Father Samoylo said his parishioners are mostly of German, Irish and Italian background. Others are Hispanic, Filipino and African-American. Families and individuals are a mix of all age groups.

“The houses here used to be summer cottages; now it’s all permanent,” Father Samoylo said. He said St. Columbanus Church and the North American Martyrs mission have many active volunteers, including members of the Knights of Columbus who have led repair projects over the years.

The Martyrs mission church has a seating capacity of about 200, while St. Columbanus seats about 770. All Masses are in English except for a Sunday afternoon Latin Mass.

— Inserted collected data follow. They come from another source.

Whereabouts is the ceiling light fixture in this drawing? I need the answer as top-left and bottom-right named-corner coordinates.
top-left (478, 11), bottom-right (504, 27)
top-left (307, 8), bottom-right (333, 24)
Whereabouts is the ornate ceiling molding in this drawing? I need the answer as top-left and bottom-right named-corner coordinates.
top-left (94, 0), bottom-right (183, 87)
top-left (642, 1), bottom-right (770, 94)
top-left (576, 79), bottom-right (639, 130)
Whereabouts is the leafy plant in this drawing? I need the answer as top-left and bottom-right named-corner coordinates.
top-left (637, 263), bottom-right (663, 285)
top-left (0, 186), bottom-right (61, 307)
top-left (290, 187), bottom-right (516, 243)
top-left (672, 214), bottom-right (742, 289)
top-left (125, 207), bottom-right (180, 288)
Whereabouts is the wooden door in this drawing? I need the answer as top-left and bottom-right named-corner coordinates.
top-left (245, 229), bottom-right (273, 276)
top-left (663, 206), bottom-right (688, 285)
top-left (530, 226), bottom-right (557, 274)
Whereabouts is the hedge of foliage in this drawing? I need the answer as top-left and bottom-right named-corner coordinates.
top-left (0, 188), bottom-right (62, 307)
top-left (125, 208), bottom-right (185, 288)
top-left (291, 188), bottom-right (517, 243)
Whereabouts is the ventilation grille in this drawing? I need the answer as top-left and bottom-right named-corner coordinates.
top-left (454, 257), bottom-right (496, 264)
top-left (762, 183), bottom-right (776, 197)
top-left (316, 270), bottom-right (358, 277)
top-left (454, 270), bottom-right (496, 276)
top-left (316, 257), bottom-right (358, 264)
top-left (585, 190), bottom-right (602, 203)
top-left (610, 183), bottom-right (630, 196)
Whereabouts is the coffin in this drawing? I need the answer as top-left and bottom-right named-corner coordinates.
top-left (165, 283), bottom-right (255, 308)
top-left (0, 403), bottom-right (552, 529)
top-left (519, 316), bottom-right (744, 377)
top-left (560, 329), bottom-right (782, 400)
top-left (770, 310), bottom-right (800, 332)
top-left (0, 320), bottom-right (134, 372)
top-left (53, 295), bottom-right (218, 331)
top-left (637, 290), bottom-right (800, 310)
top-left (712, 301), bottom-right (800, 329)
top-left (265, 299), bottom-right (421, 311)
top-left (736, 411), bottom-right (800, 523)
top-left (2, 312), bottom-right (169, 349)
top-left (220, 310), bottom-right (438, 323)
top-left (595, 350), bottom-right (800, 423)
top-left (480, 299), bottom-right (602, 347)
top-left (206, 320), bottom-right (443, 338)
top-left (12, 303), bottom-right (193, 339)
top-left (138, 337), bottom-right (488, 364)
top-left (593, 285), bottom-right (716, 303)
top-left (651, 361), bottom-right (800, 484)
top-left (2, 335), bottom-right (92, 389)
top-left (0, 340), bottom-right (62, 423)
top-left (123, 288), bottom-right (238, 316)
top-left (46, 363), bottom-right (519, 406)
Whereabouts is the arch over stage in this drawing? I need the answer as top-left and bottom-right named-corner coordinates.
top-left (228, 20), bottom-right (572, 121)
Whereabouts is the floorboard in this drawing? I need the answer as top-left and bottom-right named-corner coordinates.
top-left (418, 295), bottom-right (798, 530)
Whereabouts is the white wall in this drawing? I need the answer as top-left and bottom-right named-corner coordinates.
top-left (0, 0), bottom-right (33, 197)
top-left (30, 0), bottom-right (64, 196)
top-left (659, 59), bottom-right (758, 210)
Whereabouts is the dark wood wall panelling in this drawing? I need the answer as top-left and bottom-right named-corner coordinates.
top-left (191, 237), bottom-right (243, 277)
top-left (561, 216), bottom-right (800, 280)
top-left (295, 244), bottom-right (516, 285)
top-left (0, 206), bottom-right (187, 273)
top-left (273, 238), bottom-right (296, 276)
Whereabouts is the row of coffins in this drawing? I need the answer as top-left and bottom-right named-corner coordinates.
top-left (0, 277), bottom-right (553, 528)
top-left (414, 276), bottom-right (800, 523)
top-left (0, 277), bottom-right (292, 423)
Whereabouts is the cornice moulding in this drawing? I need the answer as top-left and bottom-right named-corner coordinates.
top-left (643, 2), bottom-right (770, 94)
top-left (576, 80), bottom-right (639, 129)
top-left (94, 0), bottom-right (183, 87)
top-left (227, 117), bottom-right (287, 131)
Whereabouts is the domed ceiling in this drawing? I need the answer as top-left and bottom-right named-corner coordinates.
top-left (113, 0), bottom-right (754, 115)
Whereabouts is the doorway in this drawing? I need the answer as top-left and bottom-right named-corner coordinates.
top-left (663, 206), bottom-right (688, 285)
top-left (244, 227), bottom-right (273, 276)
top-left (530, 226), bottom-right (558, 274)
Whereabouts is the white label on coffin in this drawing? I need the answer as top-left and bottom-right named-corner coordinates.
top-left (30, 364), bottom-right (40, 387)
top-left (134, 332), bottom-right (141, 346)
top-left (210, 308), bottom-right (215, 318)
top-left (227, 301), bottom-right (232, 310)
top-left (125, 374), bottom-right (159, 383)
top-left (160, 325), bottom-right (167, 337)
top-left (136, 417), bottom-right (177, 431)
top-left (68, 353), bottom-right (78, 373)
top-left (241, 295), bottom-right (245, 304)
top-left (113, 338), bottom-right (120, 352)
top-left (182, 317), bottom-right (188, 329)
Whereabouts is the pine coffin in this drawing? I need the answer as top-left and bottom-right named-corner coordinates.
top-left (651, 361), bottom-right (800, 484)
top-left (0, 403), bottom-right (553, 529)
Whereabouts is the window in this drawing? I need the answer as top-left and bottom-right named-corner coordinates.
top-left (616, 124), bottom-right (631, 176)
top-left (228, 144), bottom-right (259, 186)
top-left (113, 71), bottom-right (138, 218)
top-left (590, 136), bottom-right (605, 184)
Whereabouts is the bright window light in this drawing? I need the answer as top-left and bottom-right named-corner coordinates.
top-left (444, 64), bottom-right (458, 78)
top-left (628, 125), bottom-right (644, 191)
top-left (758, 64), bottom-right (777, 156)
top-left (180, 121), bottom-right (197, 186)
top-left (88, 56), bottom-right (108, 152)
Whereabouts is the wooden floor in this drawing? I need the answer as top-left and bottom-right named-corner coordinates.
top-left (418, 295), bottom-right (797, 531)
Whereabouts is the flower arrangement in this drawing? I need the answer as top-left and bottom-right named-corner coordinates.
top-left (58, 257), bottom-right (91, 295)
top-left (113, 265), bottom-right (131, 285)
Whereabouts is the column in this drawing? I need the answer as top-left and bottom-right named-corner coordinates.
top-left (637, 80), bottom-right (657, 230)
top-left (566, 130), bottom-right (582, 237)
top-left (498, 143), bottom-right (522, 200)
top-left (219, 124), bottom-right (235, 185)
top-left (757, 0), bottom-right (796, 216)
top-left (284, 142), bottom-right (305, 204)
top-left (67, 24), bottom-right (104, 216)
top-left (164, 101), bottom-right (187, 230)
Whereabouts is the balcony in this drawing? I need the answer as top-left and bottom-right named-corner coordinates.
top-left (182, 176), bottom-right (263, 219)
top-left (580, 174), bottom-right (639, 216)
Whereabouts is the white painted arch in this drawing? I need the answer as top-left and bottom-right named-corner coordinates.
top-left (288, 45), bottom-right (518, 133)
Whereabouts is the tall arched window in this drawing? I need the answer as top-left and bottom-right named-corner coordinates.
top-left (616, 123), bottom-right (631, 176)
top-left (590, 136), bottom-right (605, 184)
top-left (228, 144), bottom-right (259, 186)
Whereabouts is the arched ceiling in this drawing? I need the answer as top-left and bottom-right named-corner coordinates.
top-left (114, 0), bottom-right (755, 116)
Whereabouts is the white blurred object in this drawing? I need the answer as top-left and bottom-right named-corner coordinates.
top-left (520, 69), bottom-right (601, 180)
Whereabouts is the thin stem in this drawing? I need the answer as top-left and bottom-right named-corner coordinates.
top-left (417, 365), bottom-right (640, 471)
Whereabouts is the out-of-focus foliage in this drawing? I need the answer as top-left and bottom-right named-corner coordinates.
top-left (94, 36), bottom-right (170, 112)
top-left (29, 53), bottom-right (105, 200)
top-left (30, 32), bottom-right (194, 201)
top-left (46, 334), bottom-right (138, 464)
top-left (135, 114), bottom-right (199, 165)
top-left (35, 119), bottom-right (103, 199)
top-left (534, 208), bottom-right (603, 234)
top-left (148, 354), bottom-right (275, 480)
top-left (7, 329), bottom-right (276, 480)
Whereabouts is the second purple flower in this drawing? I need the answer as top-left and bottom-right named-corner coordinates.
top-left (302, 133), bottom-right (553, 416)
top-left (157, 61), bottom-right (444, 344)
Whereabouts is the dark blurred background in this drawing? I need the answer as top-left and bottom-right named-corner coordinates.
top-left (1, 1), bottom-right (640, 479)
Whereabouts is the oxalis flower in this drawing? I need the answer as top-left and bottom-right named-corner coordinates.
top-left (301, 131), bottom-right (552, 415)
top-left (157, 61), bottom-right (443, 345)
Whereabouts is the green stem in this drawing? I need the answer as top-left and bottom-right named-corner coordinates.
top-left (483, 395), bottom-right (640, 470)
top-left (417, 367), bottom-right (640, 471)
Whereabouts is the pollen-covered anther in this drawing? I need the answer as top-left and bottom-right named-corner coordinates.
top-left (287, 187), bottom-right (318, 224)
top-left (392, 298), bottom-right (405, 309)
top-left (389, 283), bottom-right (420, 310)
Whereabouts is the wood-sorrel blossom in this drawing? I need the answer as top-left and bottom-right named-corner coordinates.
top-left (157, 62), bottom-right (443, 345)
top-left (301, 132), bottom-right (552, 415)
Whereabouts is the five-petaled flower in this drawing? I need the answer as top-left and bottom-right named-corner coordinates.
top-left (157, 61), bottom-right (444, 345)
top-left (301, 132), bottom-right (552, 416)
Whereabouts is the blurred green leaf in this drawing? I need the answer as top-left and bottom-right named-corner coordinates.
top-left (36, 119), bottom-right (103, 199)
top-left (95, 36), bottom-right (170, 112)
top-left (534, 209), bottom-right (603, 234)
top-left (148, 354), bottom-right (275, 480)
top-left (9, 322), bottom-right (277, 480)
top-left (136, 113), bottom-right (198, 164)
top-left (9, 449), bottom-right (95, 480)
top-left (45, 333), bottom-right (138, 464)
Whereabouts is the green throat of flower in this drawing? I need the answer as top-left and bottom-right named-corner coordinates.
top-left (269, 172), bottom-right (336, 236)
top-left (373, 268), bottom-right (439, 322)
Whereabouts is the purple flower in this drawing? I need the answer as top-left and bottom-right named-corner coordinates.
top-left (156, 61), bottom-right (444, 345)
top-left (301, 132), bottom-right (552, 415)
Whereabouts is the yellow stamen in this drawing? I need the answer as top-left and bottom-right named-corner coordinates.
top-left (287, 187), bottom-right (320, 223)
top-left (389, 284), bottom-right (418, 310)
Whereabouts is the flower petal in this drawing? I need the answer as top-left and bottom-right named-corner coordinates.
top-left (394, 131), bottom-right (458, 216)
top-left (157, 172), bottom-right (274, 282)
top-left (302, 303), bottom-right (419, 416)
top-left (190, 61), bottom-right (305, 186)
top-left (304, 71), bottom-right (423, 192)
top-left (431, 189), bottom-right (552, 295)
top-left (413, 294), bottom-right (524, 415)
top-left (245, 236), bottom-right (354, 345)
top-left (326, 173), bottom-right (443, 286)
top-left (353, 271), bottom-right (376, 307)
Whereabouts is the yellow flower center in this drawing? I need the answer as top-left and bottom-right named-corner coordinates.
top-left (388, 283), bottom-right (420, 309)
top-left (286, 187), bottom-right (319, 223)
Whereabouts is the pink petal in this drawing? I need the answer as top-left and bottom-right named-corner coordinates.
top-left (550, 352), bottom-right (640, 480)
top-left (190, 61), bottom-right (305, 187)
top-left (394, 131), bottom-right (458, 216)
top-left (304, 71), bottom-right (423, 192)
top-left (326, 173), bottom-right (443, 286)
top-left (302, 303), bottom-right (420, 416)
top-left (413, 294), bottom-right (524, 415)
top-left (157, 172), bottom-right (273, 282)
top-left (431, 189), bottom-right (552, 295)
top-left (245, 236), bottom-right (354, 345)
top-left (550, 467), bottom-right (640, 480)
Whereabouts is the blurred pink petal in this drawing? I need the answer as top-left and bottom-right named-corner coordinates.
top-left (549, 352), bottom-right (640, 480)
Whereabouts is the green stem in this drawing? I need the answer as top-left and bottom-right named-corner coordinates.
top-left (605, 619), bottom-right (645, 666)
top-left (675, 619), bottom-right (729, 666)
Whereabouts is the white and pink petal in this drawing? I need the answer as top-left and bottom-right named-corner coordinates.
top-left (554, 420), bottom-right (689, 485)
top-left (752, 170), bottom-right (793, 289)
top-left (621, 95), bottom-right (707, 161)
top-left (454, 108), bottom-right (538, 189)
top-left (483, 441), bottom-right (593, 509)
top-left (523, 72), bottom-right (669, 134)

The Masses at the Martyrs mission church are Saturday Vigil at 5 p.m., and Sundays, 9 a.m. and 11 a.m. Two Masses are also offered on holy days.

Bobby Sellazzo, 69, is a longtime parishioner. “I’ve been the usher at the 5 o’clock Mass for over 30 years,” he said in a phone interview last week. The married father of two and grandfather of one works as a sales manager.

“It’s a smaller church, and people who attend Mass there feel comfortable there. I see the same people week after week, and if they have visitors, they bring them to the church.”

Sellazzo, who is a member of the Knights of Columbus, said he and many others like the Native American effect, as well as the church’s coziness. “It’s a very unique church; it’s such a different kind of church…And people make it special also; the people who come here, they know each other and they build camaraderie. It leads to that kind of social aspect to the church.”

Margaret Roche, a lifelong parishioner, said the parish community has been a special place for her family.

“My mom and dad had nine children, and we all came here; this is a close-knit parish community. My mom is still alive; she’s going to be 94 in September. And she’s still active in the parish,” said Mrs. Roche, 59, a married mother of three who is the administrative assistant at St. Columbanus School. The regional school serves students from pre-K-3 to eighth grade.

As for the mission church, Mrs. Roche said, “It’s a very nice church, very historical. It’s beautiful.”

Tom Flanagan, a longtime active volunteer at the Martyrs mission church, said, “It’s an Iroquois longhouse replica; it’s cozy – has a friendly feel to it. A lot of people like its shape and design.”